Measuring Replacement Asset Value (RAV) is a telling performance indicator of the return-on-investment from maintaining the physical and production assets used in an operation


I read your article that compares maintenance costs to RAV and am inquiring to see what is your definition of ‘maintenance cost’ when measuring replacement asset value? Are you strictly referring to labor costs, or is this the cost of labor, services and capital equipment purchases to repair, replace or upgrade an existing machine?


Dear Tom,

In the example, ‘maintenance costs’ meant the direct and overhead maintenance costs – labor, parts, subcontract services and allocated overheads (i.e. supervision, management, associated infrastructure, etc. proportioned to direct labor hours) – incurred during the ‘normal’ operation of the car (i.e. the car is driven by a well-trained, responsible driver at the wheel). If you have a store/warehouse for maintenance parts then you add the proportionate cost of keeping and running the store to support the maintenance effort as part of the total cost of maintenance.

The example in the measuring replacement asset value (RAV) article is for a regular mid-size family car. The values listed in the table are the final market costs paid for preventive maintenance and breakdowns assuming no car crash occurs (i.e. you are allowing for the costs you would expect under ‘normal’ operating conditions). Those costs are the full costs of parts and labor after all direct costs and internal allocations for indirect costs were made by the various companies involved along the supply chain. I do not know if they also amortized capital expense in those costs.

I recommend that you keep the capital cost effects separate to operating maintenance costs when measuring replacement asset value. You can include them in as a separate KPI if that is important, but you should measure only the effect of maintenance when maintenance is done, and that is during the operation phase of the life cycle.

When you think about it, Percentage of Replacement Asset Value means just what it implies – the maintenance expenditure spent (i.e. the maintenance costs of operating the asset) as a proportion of asset replacement value (i.e. capital purchase cost if you had to replace the asset today). You actually want to separate capital cost from operating maintenance costs and compare them side-by-side as individual values. If operating maintenance costs are high the RAV will be poor and you start to wonder if your company has brought themselves an unreliable ‘dog-of-a-plant’, or if you have some very bad practices and processes ingrained into your business.
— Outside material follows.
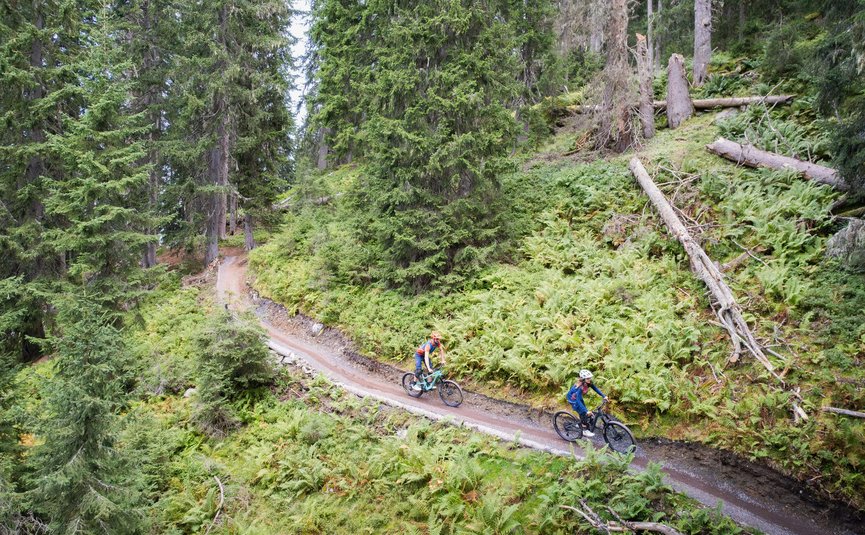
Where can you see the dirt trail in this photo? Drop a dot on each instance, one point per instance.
(752, 495)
Maintenance Cost as a Percentage of RAV of (say) 20 percent tells you that for the money you spend on maintenance each year you could buy new replacement capital assets every five years. If the same plant could get its RAV down to 5 percent then it would take twenty years of maintenance cost to pay for replacement assets. As RAV reduces you are making more effective use of the asset and getting more value from your original capital expenditure.

This is not to be confused with when to replace a production asset. You do not wait to replace assets only when they are unreliable; you replace them when the alternate asset you want to purchase will make more money for your business than keeping the current asset in service. Unreliability of an asset is one reason your operating costs are high and it then becomes attractive to buy new, replacement assets; but a technological innovation that lets you make lower cost production is also a good reason to replace an existing asset with the latest alternative.
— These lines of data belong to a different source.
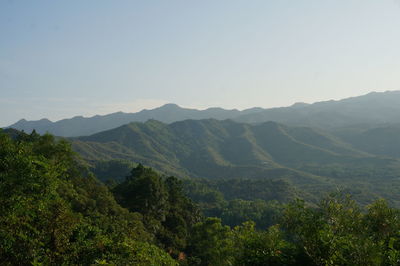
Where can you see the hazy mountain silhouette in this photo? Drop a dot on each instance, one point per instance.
(372, 109)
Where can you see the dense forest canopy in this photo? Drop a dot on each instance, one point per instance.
(53, 210)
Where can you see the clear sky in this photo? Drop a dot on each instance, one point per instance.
(59, 59)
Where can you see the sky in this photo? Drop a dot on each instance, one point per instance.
(60, 59)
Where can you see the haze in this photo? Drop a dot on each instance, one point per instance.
(60, 59)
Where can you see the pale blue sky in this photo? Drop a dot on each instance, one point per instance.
(64, 58)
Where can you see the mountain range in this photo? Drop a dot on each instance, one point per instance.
(365, 112)
(311, 159)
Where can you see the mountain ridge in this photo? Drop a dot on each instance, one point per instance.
(374, 108)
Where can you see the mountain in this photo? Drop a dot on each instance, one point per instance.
(371, 110)
(82, 126)
(310, 159)
(384, 141)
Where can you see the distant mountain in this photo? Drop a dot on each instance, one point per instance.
(311, 160)
(81, 126)
(373, 109)
(384, 141)
(215, 149)
(369, 110)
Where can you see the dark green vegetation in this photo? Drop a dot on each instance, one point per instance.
(53, 211)
(311, 161)
(369, 111)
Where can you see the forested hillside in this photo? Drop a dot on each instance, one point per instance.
(53, 211)
(370, 110)
(311, 160)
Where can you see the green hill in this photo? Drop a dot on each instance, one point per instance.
(311, 160)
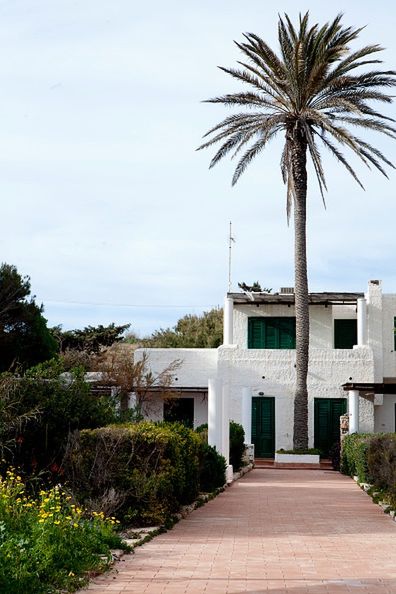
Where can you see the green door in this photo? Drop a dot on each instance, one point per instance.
(327, 422)
(263, 426)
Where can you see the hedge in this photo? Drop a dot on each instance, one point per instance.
(140, 472)
(354, 455)
(237, 442)
(372, 458)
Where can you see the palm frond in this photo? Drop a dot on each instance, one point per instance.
(316, 87)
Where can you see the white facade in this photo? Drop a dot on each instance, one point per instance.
(267, 372)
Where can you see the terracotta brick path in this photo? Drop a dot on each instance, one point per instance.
(306, 531)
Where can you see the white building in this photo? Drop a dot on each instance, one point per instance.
(250, 378)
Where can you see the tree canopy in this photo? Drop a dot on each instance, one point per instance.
(25, 339)
(91, 339)
(191, 331)
(315, 94)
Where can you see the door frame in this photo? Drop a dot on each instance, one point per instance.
(271, 401)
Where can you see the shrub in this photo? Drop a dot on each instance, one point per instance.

Percentage of Asset Replacement Value is an indicator of the payback or return-on-investment from your capital assets. A common reason RAV is poor is because the plant is unreliable. If that is the case then you need to understand the causes of that unreliability very well and act quickly to properly address them. Otherwise your only alternative is to buy new replacement assets to make you competitive again before you go out of business from being too expensive or too slow.

I hope the above is useful in addressing your question on RAV (Replacement Asset Value).

My best regards to you,

Mike Sondalini

P.S. If you have questions on life cycle asset management, equipment maintenance strategy, defect elimination and failure prevention, or plant maintenance and reliability, please feel free to contact me by email.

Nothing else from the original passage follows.